I wished that Rina would not stop, that her cool stillwater reading voice would fall back over my mind, and that I would be able to close my eyes and it would be her voice, only her voice—the voice and the miracle, together.
“What’s a palsy,” I asked.
“Well,” said Rina, thinking, before going on in quick flourishes of words and hands, as though she were the conductor of her own speech.
“A palsy is a terrible thing. A disease. A terrible disease you would not wish on your worst enemy. A palsy is one of the most terrible things in all the world, and this man by a horrible accident has fallen ill with it. Do you understand, Maxie?”
She looked out the closed window as she spoke, waving her hand airily with each statement. I watched the hand, the weak muscles around my eyes straining beyond themselves as a thousand images flooded my mind as to the unmentionable horrors that a palsy might bring.
“Can I get a palsy?” I asked.
I bit my thumbnail and traced the carpet with my big toe.
“You will never get a palsy. You are a small child. Only a man like the one in the story can get a palsy.”
“Someday I’ll be grown up. Then I might get a palsy.”
“You are misunderstanding,” said Rina, shaking her head. She cut the air with her hand. “You are a small child, who will grow up into a strong, happy, healthy man. You will marry a beautiful wife, and have beautiful children, and you will never get a palsy, and what I’m telling you is the truth. Do you understand now?”
I said I did even though I didn’t, and Rina lifted the book and searched the page and began once more to read.
“‘And, behold, men brought in a bed a man which was taken with a palsy: and they sought means to bring him in, and to lay him before him…’”
Rina placed the small Bible on the sofa beside me. She went to the kitchen sink and splashed cold water over her face. The jays had ventured to the nearby countertop and were exploring the dishcloth with quick and precise movements. With beading drops still on her cheeks and eyelashes, she shooed the birds from the dishcloth and dried her face.
The birds spiraled through the stagnant apartment air in search of a new perch. Everything seemed to move slowly, as though time were wading through a viscous substance and having a difficult time moving forward as it had done for ever and ever. All was under the warm spell of the window light beating on my back and Julia’s whistling overtones leaking in through the ceiling. I was a part of all that I saw and touched. When I came back to myself, my small hand was in Rina’s, and together our eyes traced the weightless feathered creatures curving around and over us.
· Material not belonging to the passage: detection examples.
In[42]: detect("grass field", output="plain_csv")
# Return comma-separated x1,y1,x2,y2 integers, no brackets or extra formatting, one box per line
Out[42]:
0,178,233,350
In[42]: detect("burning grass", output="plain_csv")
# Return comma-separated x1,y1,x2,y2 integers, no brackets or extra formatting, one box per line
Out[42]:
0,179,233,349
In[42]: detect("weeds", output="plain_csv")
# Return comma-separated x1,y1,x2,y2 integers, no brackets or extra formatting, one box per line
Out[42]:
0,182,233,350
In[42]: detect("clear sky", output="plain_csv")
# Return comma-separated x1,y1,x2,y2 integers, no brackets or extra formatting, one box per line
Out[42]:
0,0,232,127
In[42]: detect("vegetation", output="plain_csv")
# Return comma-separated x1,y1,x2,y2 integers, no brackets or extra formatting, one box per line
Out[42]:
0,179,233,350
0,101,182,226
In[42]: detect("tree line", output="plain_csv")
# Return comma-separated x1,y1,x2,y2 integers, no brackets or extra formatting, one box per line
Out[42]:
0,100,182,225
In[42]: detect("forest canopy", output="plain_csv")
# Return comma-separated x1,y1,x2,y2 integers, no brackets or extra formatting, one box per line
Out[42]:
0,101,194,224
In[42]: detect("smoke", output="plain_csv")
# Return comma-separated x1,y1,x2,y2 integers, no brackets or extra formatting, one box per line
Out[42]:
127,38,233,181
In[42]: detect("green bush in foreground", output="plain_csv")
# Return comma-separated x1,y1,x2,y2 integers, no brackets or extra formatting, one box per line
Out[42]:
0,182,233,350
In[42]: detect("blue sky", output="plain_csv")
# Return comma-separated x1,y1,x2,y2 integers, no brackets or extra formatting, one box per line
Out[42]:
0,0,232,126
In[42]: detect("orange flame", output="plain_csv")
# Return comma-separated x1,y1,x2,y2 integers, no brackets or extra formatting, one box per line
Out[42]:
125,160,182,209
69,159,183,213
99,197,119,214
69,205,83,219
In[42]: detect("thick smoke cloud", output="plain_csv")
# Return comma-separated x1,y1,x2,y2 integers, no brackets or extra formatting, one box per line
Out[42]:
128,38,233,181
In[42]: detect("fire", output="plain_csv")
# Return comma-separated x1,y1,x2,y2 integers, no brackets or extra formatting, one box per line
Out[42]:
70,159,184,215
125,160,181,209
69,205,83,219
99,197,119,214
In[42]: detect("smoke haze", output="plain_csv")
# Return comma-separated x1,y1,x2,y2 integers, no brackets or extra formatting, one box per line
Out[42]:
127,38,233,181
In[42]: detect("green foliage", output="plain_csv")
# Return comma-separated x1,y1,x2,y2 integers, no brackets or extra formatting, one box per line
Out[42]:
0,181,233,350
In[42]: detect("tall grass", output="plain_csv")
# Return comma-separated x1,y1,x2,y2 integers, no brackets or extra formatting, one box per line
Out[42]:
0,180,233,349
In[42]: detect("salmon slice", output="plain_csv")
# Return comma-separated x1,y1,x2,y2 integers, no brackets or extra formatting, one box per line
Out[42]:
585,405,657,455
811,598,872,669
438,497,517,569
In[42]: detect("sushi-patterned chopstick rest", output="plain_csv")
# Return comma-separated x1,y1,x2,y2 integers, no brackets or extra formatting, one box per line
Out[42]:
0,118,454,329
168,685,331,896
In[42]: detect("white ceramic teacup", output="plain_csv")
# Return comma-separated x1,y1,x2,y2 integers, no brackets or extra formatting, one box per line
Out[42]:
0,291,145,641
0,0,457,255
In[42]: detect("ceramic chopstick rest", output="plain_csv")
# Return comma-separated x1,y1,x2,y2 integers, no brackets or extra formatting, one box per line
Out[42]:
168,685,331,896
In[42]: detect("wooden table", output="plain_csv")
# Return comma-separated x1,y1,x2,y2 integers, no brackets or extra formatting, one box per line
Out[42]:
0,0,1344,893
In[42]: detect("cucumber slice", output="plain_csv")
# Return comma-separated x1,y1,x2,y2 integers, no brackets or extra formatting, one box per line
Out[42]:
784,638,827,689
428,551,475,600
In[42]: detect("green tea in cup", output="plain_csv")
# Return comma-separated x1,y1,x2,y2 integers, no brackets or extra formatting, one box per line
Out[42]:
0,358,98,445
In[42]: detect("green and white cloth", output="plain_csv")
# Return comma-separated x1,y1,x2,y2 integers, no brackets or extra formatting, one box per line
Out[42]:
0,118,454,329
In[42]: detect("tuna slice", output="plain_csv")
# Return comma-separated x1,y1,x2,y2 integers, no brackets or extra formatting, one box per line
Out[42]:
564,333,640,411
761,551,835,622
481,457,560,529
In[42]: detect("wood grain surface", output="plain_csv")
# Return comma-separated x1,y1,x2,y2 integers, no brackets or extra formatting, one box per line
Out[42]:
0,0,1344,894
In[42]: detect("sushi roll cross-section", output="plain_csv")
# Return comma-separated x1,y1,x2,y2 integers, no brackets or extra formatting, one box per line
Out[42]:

Julia’s whistling stopped. We watched the ceiling as a metallic rasping commenced the whooshing sound of the drainpipes. The water sloshed again, and Julia’s feet flexed the floorboards between us once again. Rina squeezed my hand.
“Get your shoes, Maxie,” she said.
“Are we leaving?”
“Yes, Maxie. We are going to the market for bread and juice.”
She glanced at the birds, then the stairs. Julia’s silence turned to singing, and I remembered the voice that Papa had fallen in love with, the voice that filled spaces and images in my mind, images of the home I knew only in flashes of wind and sound and winter songs. I remembered the secret sound of Mama’s whispers, before I knew a life could end.
“Is Julia coming with us?” I asked, dreading.
“No, Maxie. We are going just with ourselves.”
Rina searched for an answer and rattled one off very quickly, and I knew she was not telling the truth.
“Because Julia needs some time for herself. Now get your shoes.”
I got my sneakers from under the stairs, and as I came around I stopped to look one last time at the scrub jays that flew close and fast and sang and beat their wings with a fast joy that I did not know, that had come from somewhere else—had come from out there. And in that moment, I knew they were not afraid of us.
Rina held open the thin door at the base of the stairs, and took my hand as I brushed past.
“Is everything okay, little brother?”
I nodded at the floor. My mouth was pulled tight, as I found I was close to tears.
Christian Wagner is a sophomore in Leverett House studying Statistics.